Spring publishing has arrived with a familiar mix of reinvention and return: novels that use the art world as both setting and pressure chamber, and nonfiction that revisits 20th-century figures with fresh archival and political attention. Among the season’s notable releases are a new work of fiction by American novelist Ben Lerner, a dual biography of photographer Peter Hujar and artist Paul Thek, and an academic study that reconsiders a little-loved body of work by Swiss sculptor Alberto Giacometti (1901–1966).

Lerner’s “Transcription” (Farrar, Straus and Giroux) opens with a small, contemporary catastrophe: a narrator navigating a day without a phone after dropping it into a sink. The premise quickly becomes a social and professional trap. He is meant to interview a mentor for a magazine, but arrives at the mentor’s art-filled home without a recording device and, too embarrassed to admit the mistake, improvises an increasingly elaborate workaround. The novel’s comedy of manners turns sharper as the narrator’s humiliation surfaces at a dinner at Museo Reina Sofia, and the story begins to blur the boundaries between parent and child, teacher and student, competence and performance.
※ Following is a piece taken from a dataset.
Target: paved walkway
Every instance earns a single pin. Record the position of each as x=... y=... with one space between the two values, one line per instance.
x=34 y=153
In Lerner’s hands, adulthood is less a stable destination than a story people tell themselves.

A different kind of intimacy anchors “The Wonderful World That Almost Was: A Life of Peter Hujar and Paul Thek” (Farrar, Straus and Giroux) by Andrew Durbin. Rather than centering Hujar’s widely discussed relationship with David Wojnarowicz, Durbin traces the photographer’s earlier bond with Thek, the American artist known for visceral, bodily sculptures. The book follows their connection from the 1950s through the 1970s, charting how friendship tipped into romance and how that relationship functioned as a creative engine for both men. The narrative is also shadowed by the era’s losses: both Hujar and Thek later died of AIDS-related causes, a fact that lends the biography an elegiac undertone without reducing it to tragedy.

For readers drawn to art-world fiction with a sharper edge, Luke Goebel’s debut novel “Kill Dick” (Red Hen Press) imagines a bicoastal satire fueled by grievance, privilege, and spectacle. The story is told from the perspective of an NYU art school dropout who despises her father, a lawyer for Dick Sickler, a thinly veiled Sackler patriarch. In Goebel’s setup, rebellion takes a deliberately self-destructive turn: the protagonist becomes addicted to OxyContin and channels her rage into a transgressive public art installation designed to shame the Sicklers. The novel positions itself in the wake of activist art and institutional critique, using the language of contemporary media and art-scene posturing to push its revenge fantasy into uncomfortable territory.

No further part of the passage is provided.